Столетие Алексея Сергеевича Суворина! Нет, вы подумайте!
Доживи Алексей Сергеевич до нынешней осени... Невероятного в этом допущении ничего нет: сейчас и в политике, и в литературе немало девяностолетних старцев, а расстояние от девяноста до ста не так уж далеко, - почему не допустить и столетней живучести?.. Так, говорю я, доживи он до сегодня, то соединил бы наш век с пушкинским веком: ему было три года, когда Пушкина сразила пуля Дантеса; семь лет, когда от пули Мартынова погиб Лермонтов; смерть Белинского он пережил уже сознательным отроком, кадетом Михайловского корпуса в Воронеже; а смерть Гоголя - восемнадцатилетним юношею, юнкером Дворянского полка, не по званию и не по возрасту начитанным и литературным, усердным сочинителем "Словаря замечательных людей", пылким театралом и уже автором самостоятельных драматических попыток.
Вот какие давние годы и с каким, значит, давним человеком мы имеем дело! И, однако, что хотите, не могу я вообразить себе Алексея Сергеевича ни давним - аж до современности и с Пушкиным, Лермонтовым, Белинским и Гоголем, ни вообще столетним старцем. Правда, и молодым его я тоже не воображаю, потому что зазнал его поздно, когда ему всероссийское имя было "старик Суворин", а возрастом он близился к седьмому десятку. Ему шло быть пожилым и седым. Но кто же дал бы ему тогда его годы?
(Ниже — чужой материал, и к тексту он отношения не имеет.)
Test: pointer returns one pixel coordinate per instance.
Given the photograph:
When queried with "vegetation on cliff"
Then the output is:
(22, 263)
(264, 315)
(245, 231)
Да и вообще, не располагал он к тому, повода не давал, чтобы усчитывать его возраст. "Старик Суворин" - и баста. А какой старик - шестидесятилетний, семидесятилетний, - не все ли равно, раз он неизменчивый, прочный, вечный? Подобно тому, как мы не замечаем течения времени, пока его поток не набежит на порог какого-нибудь свершения, так точно не примечалось старение "старика Суворина", пока на его пути не обозначилась веха смертельной болезни, указавшая ему поворот к могильному холму.
Алексей Сергеевич скончался (11 августа 1912 г.) семидесяти восьми лет от роду. Но кто - не скажу уже из его товарищей и сверстников, но и из нас, его учеников или его младших сотрудников, даже из его сыновей, а может быть, и внуков, - был моложе его пылкою душою и хватким умом? ненасытно жадным вниманием к живой жизни, способностью и привычкою гореть интересом к ее повседневной текучести? охотою отмечать все ее извивы, уклоны и сбои откликами, соединявшими в себе мудрость многообразного жизненного опыта и обширных познаний с юношески пламенною страстностью? откликами незабвенных "Маленьких писем"?
"Давним" вообразить "старика Суворина" я не могу потому, что, вопреки хронологическим данным, он никогда не принадлежал прошлому, а всегда был - выразительно и вполне - человеком настоящего. В прошлое, притом всегда очень отдаленное, он совершал только эстетические экскурсии, как любитель истории, психолог, драматург. Жизнь же его была вся - в современности. В каждом моменте своего бытия Суворин служил или громким глашатаем, или точным эхом русской общественной действительности, поборником или противоборцем ее запросов. Был, если позволено будет мне выразиться так тавтологически, современнейшим из современников своей современности.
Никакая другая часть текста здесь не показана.